Something strange with this photo. Are AMD chips actually made in China? I’ll let you figure this one out.
Taken from Videocardz … So here it is, the Ryzen 7 4700G APU we have been seeing in numerous leaks over the past month. Our source claims that the product is a final version and it shouldn’t be long before we see Renoir AM4 in stores. This marks the moment when AMD enters a new market segment, high-performance APUs. So far only 4-core/8-thread APUs were available with up to 11 Compute Units.
AMD and Intel have taken different paths with their “Matisse” and “Comet Lake-S” series. AMD decided not to integrate graphics in the mainstream CPUs. This has surely simplified the lineup and allowed AMD to focus entirely on the Zen design. The integration of the CPU and GPU is always tricky and for that reason, we have still not seen any Navi APUs, as all Ryzen “G” series APUs are based on Radeon Vega.

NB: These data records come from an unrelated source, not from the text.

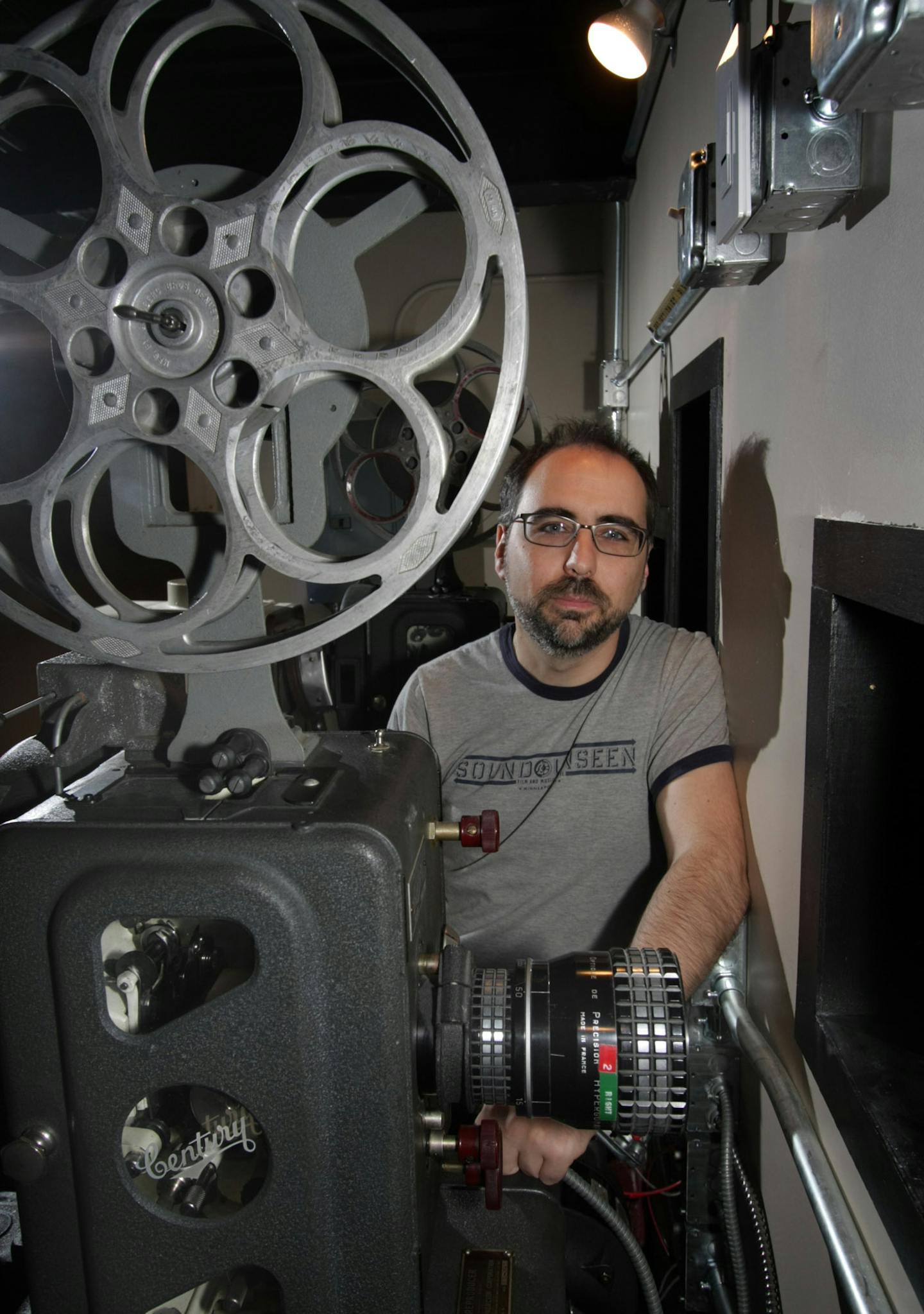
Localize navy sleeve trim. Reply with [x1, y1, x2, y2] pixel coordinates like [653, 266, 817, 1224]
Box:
[651, 744, 733, 799]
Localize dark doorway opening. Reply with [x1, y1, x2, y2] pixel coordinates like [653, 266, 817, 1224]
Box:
[643, 338, 724, 643]
[795, 521, 924, 1298]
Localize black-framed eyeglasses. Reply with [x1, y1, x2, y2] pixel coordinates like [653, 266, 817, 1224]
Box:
[514, 511, 648, 557]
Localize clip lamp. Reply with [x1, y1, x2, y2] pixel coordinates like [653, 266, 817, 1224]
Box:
[588, 0, 663, 78]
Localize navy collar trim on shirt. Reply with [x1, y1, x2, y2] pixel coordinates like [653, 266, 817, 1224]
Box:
[499, 616, 629, 703]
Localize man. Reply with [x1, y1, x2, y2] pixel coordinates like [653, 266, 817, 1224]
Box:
[390, 420, 748, 1182]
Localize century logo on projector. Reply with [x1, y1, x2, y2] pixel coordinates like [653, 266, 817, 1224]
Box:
[144, 1111, 261, 1181]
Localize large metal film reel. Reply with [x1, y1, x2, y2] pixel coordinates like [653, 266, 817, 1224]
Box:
[0, 0, 526, 671]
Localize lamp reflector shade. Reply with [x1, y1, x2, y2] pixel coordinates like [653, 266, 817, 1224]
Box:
[588, 0, 663, 78]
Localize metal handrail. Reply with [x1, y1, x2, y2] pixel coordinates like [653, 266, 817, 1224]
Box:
[712, 963, 894, 1314]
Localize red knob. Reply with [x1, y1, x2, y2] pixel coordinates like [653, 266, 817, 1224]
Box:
[456, 1118, 504, 1209]
[459, 811, 501, 853]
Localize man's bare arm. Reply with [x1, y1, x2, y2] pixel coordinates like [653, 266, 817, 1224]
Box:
[632, 762, 748, 995]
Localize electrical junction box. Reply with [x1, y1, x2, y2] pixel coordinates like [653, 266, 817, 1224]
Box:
[744, 22, 862, 232]
[811, 0, 924, 110]
[671, 150, 782, 288]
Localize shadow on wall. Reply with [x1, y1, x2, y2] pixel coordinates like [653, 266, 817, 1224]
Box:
[722, 435, 809, 1102]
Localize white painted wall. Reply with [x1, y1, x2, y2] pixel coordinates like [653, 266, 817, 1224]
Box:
[628, 0, 924, 1314]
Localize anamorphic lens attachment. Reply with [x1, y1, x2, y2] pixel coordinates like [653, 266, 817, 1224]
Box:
[466, 949, 687, 1136]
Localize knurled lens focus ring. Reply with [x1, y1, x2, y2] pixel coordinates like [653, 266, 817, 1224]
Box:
[469, 967, 513, 1109]
[610, 949, 689, 1136]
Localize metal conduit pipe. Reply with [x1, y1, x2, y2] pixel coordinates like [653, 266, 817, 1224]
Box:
[599, 201, 628, 437]
[712, 966, 894, 1314]
[617, 288, 708, 388]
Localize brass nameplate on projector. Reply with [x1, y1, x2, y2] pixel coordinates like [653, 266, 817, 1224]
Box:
[456, 1250, 514, 1314]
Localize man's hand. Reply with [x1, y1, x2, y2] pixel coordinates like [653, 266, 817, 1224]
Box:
[474, 1103, 594, 1186]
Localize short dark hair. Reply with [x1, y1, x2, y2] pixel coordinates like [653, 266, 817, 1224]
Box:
[498, 419, 658, 535]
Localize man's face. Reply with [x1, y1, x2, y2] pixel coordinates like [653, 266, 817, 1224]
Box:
[494, 447, 648, 657]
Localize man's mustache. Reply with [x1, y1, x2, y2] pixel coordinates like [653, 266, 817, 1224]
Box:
[535, 576, 608, 607]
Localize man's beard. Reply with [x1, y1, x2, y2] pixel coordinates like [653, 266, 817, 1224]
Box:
[509, 577, 628, 657]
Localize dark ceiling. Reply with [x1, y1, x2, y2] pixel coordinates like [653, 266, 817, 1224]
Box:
[0, 0, 636, 205]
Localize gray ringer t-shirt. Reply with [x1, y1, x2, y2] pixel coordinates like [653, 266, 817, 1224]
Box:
[389, 616, 731, 966]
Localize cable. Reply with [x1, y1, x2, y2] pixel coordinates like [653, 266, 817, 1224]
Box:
[563, 1168, 663, 1314]
[646, 1196, 671, 1259]
[594, 1131, 657, 1191]
[50, 694, 89, 793]
[708, 1078, 751, 1314]
[623, 1179, 681, 1200]
[733, 1150, 783, 1314]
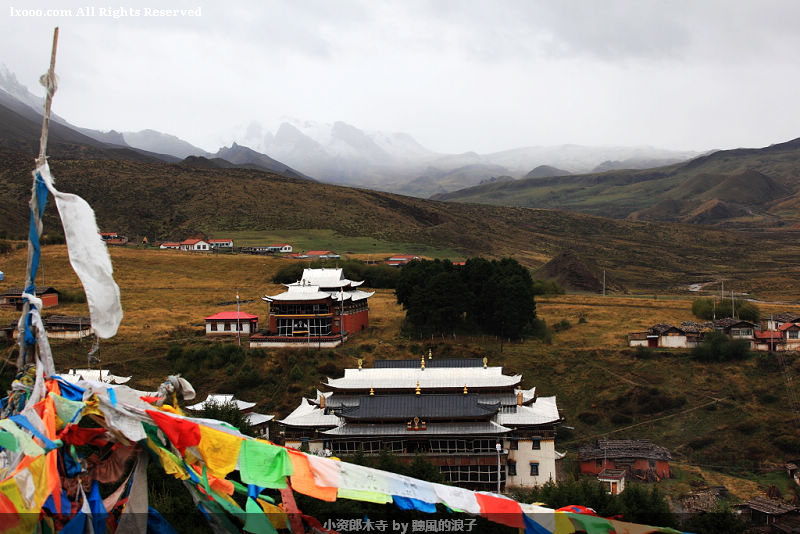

Intel, on the other hand, still adds GPUs to the entire “S-Series” stack, even to the highest SKU in the lineup (aka i9-10900K). However the design of the Gen9.5 graphics has not changed in years, it is simply a refreshed and renamed product with 192 cores.
The 4700G is an AMD Renoir silicon based on Zen2 architecture (7nm). The current-gen 3x00G series is based on “Picasso” silicon with Zen+ cores (12nm). On paper, bar the obvious core-count upgrade, the new CPU appears to offer higher clocks for both the CPU and GPU cores.
The major difference is the GPU core count, as the new silicon only offers up 8 Compute Units. The previous generation went up to 11 CUs. AMD has already explained this during Mobile Renoir launch, that despite fewer CUs, graphics performance is still better due to various optimizations – GPU clock being the most obvious one.